In most games, you would not want to be rolling this with your pair of dice. In many popular board games, this means your progress is at an absolute crawl. If this (or similar low rolls) is the majority of your results, it can be a very long and frustrating session. From personal experience, these are the sessions that you want to end now, even if you lose by a large margin, just to end the misery. Its possibly enough reason for you to swear off board games forever.
For games like Chutes and Ladders (or its snake-y variant), Monopoly and even Risk, winning the game often has less to do with a player's wit and more with where you fall with 'Lady Luck'. While this may be interesting to some players, this reliance on the random can quickly become stale, and feel repetitive (read: boring).
But what if rolling the dice wasn't the only way to win the game? That would certainly change how chance affects one plays the game, and even the outcome. While classic games like Monopoly are still dependent on dice rolling results to win, modern games offer various alternatives to progress and even victory - lessening the impact of randomness on the game.
This then allows the game to be engaging for all the players involved, since each player has an active interest in the game no matter what results from their dice roll. Player's aren't simply counting spaces along the board and waiting for their next turn, but they actively observe what the effect of each person's turn has on their own possible plays - increasing the emphasis on planning and strategy.
A few games where chance plays a part in the game, but isn't central to it:

Settlers of Catan - the classic precursor to modern boardgames, Catan relies on the dice for resources to be produced (though not necessarily for the player rolling the dice)... However, if a player is short on resources, they have opportunities to barter with other players for what they need, or, being more mischievous, they can try to acquire the resource using the robber. As well, with various options in the game, the lack of a resource may just mean a shift in strategy on the way to victory (points).
King of Tokyo - players take the role of a giant monster (based on popular monster tropes: giant primate, destructive lizard, invading alien, etc) out to conquer Tokyo. Dice rolls determine if a player is attacking other monsters, gaining powers or accumulating (victory) points. A majority of results still allow a player to 'do something', especially since there are opportunities to re-roll the dice during the turn. Another game similar in mechanics would be Dice Town - this one is set in the American West.

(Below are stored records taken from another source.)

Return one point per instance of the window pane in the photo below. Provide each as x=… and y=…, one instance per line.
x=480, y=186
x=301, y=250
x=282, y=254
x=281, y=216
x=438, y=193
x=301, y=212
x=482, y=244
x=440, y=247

Alien Frontiers - a colony building game set in outer space. Players race against each other to gather resources and build colonies on the newly discovered planet. Dice rolls determine which actions a player can perform during their turn, provided a previous player hasn't already performed that action. Though there are ways to work around that obstacle, or even just raid resources from other players outright. Considered to be a casual or moderate game, expert gamers may find Troyes a more complex and challenging game.